À  la création de Panafrik, nous étions 52 associations. Après un mois d'existence une centaine d'autres mouvements de jeunes ont rejoint notre marche. Nous ne sommes plus qu'un parti politique ! Panafrik est en train de devenir un mouvement de génération.

La date de la présidentielle est-elle tenable selon vous ?

Tout dépend de la volonté des acteurs politiques et de la société civile. Si nous sommes tous d'accord, les choses se passeront bien et nos partenaires, qu'il faut remercier au passage, nous accompagneront. Mais, si certains sont de mauvaise foi, les choses risquent de se compliquer. Nous, en ce qui nous concerne, nous pensons que nous pouvons tenir ce délai.

Es- ce que vous pensez qu’il y aura les élections ; qu’est-ce que vous connaissez la situation à Kidal ?

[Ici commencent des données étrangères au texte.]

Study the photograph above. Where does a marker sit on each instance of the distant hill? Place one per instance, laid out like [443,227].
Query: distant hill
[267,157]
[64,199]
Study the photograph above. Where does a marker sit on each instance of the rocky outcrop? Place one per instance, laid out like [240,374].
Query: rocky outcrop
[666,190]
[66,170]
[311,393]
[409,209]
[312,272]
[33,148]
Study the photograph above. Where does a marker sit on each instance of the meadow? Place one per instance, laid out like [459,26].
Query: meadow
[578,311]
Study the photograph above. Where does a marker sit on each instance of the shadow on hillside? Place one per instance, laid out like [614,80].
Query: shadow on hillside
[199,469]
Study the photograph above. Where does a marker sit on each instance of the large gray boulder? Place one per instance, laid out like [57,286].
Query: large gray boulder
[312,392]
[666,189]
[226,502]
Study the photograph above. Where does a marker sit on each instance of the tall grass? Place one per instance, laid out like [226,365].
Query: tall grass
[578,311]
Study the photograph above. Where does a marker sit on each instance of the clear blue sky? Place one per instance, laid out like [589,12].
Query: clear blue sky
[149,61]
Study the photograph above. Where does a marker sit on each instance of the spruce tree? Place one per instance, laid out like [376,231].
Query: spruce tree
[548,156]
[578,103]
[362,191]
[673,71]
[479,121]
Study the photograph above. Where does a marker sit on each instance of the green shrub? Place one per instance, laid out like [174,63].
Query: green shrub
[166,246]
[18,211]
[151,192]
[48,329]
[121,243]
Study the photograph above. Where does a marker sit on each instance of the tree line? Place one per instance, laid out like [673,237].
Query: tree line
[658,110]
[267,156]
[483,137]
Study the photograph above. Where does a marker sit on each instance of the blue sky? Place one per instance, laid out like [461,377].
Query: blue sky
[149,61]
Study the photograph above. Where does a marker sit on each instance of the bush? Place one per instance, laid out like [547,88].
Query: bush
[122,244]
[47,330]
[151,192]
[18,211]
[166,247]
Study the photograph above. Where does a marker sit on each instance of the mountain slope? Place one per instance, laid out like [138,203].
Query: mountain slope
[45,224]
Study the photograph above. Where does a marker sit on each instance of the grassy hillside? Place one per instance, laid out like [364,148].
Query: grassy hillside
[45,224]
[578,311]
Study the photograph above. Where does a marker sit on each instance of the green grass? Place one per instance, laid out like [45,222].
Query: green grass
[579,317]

Je ne fais pas que le penser. Je le souhaite vivement car je pense que cela nous mettra à l'abri d'autres complications dont nous n'avons absolument pas besoin. Il est temps qu'on retourne à une situation normale pour que notre pays soit gouverné enfin. À propos de Kidal, je n'en sais pas plus que ce que nous disent les médias. Mais je fais confiance à notre armée et le plus beau 6cadeau qu'elle puisse nous faire c'est de libérer cette ville avant l'élection présidentielle.

Avez-vous un mot de la fin ?

Mon mot de la fin est un appel à l'engagement. Après le chaos, il faut se relever pour redonner de l'espoir à notre Peuple. Ce travail nous revient car nous sommes une «génération transition». Nous avons assisté, pour certains d'entre nous, nous avons participé à la déliquescence du Mali ; à présent, nous devons relever le défi de sa reconstruction. Mais sur de nouvelles bases, avec des acteurs nouveaux et une vision nouvelle.